The gay scene in Phnom Penh is not limited to drag, but err, I only took photos of drag queens.
I have been in Phnom Penh for a couple of months, and it’s taken me this long to put together my thoughts about the gay nightlife here and let you all know about it. I find that my travel experiences are greatly shaped by the places I have visited just before – before Phnom Penh I was in Saigon and I pretty much hated the place and there was little-to-no gay scene there in spite of it being much larger than Phnom Penh. Vietnam can be priggish like that. And so I was massively excited to reach the capital city of Cambodia because I had established from a little Googling in advance that the city has at least some kind of gay scene. Reaching a new gay bar and uncovering the local scene is obvs one of my favourite things to do on my travels, and even more exciting, I was arriving during Gay Pride week.

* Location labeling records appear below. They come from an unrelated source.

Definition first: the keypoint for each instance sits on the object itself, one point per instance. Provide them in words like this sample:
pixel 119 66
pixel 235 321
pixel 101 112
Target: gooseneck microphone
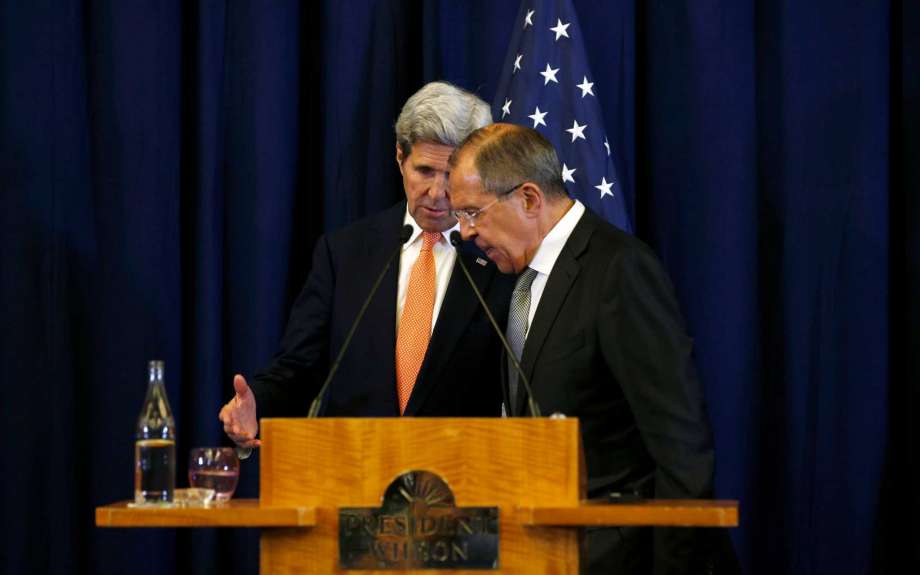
pixel 455 240
pixel 404 234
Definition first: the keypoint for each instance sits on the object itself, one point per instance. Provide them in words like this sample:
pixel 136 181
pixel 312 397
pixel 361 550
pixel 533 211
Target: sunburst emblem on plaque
pixel 417 487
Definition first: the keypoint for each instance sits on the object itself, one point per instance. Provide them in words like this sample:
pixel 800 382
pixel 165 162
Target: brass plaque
pixel 418 526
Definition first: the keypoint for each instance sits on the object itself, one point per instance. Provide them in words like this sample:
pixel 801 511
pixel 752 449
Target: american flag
pixel 546 84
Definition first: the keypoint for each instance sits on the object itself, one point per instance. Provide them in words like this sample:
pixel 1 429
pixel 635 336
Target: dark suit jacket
pixel 608 345
pixel 459 376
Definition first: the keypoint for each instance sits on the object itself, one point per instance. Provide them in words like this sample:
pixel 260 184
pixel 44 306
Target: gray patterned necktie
pixel 516 332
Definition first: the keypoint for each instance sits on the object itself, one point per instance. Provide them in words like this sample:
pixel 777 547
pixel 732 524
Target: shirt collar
pixel 417 230
pixel 551 246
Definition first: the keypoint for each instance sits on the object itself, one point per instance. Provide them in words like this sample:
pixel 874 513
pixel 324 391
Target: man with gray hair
pixel 424 346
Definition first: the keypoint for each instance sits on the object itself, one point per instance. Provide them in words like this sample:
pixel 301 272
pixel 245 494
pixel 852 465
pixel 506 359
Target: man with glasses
pixel 597 329
pixel 425 346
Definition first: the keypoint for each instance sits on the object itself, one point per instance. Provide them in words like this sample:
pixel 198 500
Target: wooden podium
pixel 314 470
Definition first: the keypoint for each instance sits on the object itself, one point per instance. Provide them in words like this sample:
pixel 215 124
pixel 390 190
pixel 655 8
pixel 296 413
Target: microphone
pixel 404 234
pixel 455 240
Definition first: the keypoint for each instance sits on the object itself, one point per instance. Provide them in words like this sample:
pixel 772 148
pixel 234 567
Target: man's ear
pixel 533 198
pixel 399 156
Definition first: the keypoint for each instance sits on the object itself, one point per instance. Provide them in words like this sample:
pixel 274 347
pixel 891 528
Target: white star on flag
pixel 549 75
pixel 564 113
pixel 586 87
pixel 560 29
pixel 567 173
pixel 605 188
pixel 577 131
pixel 537 117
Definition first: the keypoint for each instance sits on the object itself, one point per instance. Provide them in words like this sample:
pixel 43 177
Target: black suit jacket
pixel 608 345
pixel 459 375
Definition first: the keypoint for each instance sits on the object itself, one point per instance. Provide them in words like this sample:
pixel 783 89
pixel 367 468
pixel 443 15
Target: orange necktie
pixel 415 323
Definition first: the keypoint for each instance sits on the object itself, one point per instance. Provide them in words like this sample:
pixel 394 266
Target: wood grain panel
pixel 330 463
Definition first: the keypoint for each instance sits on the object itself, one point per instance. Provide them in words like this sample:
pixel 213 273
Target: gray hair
pixel 507 155
pixel 440 113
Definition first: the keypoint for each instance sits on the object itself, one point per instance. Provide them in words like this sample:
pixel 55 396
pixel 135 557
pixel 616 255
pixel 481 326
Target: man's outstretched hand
pixel 239 415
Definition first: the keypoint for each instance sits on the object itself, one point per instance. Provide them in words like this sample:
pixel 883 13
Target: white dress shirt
pixel 548 252
pixel 444 257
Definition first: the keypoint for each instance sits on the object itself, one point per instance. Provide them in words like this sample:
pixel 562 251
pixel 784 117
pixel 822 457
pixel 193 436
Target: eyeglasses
pixel 469 216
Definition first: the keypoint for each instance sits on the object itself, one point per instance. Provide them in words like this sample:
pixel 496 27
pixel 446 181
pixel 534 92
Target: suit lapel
pixel 565 271
pixel 381 313
pixel 457 310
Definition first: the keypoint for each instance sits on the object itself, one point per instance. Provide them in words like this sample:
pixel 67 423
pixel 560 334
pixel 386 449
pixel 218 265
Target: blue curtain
pixel 165 168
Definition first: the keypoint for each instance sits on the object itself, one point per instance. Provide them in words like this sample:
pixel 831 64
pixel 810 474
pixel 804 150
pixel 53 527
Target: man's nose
pixel 438 187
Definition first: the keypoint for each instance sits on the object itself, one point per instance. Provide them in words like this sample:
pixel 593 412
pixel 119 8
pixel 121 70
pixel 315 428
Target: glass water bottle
pixel 155 445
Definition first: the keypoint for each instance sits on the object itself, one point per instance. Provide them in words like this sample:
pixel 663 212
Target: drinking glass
pixel 216 468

But here’s the thing. I haven’t managed to connect with the Phnom Penh gay scene at all. It’s a bit of a disappointment because in spite of feeling like I might not fit in with people and struggle to make connections in a hetero-normative environment, I’m usually much more relaxed in a gay bar. It is not really the fault of the specific bars in the city – the two of us just didn’t hit it off, even though I love so many other aspects about Phnom Penh.
So here is my breakdown of the main gay bars and clubs in Phnom Penh, and my experiences in each of them.
Blue Chilli is the most popular gay bar in town and it’s ideally situated by the National Museum, right in the heart of town on Street 178. When I first showed up it was a Tuesday, and so it wasn’t very busy. Still, the staff were pretty friendly and were just as welcoming every time I visited. Fridays and Saturdays are the time to come to this bar as the 11pm drag shows are incredibly popular and draw a large crowd. But whether it was empty or full, I found that people didn’t really want to speak here. Unless they were rent boys, which over half of the men who frequent the place are.
Just a stone’s throw from Blue Chili, this place doesn’t quite draw the same crowds. I can’t really say much more about it – the same rent boys are there, and the staff are friendly. There isn’t really anything special about the place.
Of the three main gay bars in Phnom Penh, Rainbow Bar is my favourite. This place is a little further north on Street 136, and it would seem that the guys working for money stick further south. Again, the staff are friendly, and the best thing about this place is that they have a drag show every single night of the week at 10pm. How bloody cool is that? Very. If you go on Monday you can join in with karaoke (they have a huge list of English songs, but no Spice Girls much to my dismay), and on a Tuesday you can enjoy $2 cocktails. A word of warning: after a night of downing $2 cocktails, I woke myself up by vomiting in my sleep – delightful. I felt comfortable here and would encourage you to have a drink with the friendly staff – the only big negative is that it hardly ever draws a crowd – you’ll pretty much always be drinking with just a couple of the barmen.
The night of the infamous $2 cocktails.
Wanna take yo’ gay self to the club? You have a couple of options. On Thursday nights, one of the biggest clubs in town, Pontoon, has a gay night. I went once and I couldn’t tell that it was a gay night at all – perhaps you will have better luck. The other late night place in town is the infamous Heart of Darkness. At this popular club on Street 51, you will often see young gay guys dancing on a Friday or Saturday night, but the club is not exclusively gay.
I don’t want to be a Debbie Downer about any local gay scene, and I saw that there were Khmer guys having a good time in these bars. And it’s also very cool that Cambodia has a far more developed gay scene than its neighbor, Vietnam. But I just couldn’t quite find my footing or make any friends here on my gay travel adventures. If you visit this fantastic city, I hope you have better luck.